Chronic Obstructive Pulmonary Disease, more commonly known as COPD, is comprised of two main conditions—emphysema and chronic bronchitis.

  • Emphysema causes damage to the walls between the air sacs in the lungs. As a result, the air sacs lose their shape. This damage can also destroy the walls of the air sacs themselves, leading to fewer and larger air sacs instead of many tiny ones. When this happens, the amount of gas exchange in the lungs is reduced – meaning your blood stream gets less oxygen.
  • Chronic bronchitis occurs when the lining of the airways is constantly irritated and inflamed, causing the lining to thicken. A large amount of thick mucus then forms in the airways, making it hard to breathe.

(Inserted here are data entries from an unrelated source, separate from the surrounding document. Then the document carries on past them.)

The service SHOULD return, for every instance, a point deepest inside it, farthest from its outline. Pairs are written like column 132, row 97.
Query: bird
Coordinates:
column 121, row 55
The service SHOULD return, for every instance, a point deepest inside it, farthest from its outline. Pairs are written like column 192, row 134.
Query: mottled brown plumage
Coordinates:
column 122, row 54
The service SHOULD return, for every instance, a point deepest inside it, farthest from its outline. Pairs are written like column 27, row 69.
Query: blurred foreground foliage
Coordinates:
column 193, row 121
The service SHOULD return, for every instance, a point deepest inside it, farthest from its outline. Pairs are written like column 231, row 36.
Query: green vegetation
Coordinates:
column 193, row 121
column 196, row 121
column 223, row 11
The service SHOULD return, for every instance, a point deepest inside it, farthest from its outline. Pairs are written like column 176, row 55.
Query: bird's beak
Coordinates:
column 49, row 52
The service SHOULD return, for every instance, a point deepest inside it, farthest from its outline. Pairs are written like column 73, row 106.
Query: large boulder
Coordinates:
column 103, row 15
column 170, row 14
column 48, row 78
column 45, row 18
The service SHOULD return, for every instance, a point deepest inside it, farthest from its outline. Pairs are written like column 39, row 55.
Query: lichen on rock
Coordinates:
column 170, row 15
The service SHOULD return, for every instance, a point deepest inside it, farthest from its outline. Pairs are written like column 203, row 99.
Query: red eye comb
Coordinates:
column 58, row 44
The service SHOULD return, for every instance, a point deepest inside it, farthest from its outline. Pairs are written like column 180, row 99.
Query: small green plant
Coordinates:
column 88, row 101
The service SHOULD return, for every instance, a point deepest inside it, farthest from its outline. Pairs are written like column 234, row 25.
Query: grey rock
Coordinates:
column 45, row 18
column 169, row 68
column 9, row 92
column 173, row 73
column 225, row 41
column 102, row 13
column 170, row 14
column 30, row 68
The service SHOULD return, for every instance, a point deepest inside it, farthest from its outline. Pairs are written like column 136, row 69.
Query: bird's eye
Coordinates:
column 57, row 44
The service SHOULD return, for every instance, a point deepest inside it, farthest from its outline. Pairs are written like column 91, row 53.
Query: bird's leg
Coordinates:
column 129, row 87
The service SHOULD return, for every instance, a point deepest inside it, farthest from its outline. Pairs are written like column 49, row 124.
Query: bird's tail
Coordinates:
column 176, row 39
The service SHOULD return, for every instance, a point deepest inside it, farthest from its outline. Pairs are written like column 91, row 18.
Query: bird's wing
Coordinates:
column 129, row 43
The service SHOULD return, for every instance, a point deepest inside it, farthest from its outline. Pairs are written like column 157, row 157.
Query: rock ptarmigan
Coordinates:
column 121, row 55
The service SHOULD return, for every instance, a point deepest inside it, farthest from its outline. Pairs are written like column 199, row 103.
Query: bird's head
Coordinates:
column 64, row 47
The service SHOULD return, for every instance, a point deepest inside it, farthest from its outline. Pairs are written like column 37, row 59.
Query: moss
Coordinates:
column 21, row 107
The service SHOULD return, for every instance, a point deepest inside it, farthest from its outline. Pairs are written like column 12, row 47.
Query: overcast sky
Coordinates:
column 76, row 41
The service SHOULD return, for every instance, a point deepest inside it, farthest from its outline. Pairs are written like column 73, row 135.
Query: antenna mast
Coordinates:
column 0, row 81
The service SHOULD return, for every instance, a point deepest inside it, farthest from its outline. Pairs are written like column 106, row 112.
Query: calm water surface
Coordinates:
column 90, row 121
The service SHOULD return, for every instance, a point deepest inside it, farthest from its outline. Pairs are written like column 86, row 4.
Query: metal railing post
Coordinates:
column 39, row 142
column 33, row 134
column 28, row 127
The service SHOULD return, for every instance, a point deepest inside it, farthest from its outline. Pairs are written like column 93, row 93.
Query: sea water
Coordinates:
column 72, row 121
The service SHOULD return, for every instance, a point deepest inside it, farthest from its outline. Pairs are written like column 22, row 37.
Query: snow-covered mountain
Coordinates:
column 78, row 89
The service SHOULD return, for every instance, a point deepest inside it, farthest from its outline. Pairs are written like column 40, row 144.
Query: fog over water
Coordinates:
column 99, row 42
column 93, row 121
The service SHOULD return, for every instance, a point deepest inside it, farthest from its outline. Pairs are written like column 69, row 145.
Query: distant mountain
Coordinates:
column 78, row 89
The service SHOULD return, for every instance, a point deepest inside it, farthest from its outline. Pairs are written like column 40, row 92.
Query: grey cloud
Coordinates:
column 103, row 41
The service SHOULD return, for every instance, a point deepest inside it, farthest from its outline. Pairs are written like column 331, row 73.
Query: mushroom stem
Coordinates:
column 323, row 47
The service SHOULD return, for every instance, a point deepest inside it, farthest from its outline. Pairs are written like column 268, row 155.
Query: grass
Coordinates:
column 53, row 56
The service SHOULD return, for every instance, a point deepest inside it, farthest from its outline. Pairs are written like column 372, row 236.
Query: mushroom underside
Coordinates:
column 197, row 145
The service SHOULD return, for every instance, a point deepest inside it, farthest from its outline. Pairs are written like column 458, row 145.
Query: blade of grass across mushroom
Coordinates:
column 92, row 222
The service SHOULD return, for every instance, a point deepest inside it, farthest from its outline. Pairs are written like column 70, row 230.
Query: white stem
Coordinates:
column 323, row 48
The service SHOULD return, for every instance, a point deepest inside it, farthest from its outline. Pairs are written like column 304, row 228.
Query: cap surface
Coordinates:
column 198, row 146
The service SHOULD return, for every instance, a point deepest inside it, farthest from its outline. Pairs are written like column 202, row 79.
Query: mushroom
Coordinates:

Many people who have COPD have both emphysema and chronic bronchitis.

What causes COPD?

Generally, long-term exposure to lung irritants that damage the lungs and the airways causes COPD. In the United States, the most common cause of COPD is smoking cigarettes, pipes, cigars or other types of tobacco, especially if the smoke is inhaled. Breathing in secondhand smoke, air pollution, chemical fumes or dust from the environment or workplace can also contribute to COPD.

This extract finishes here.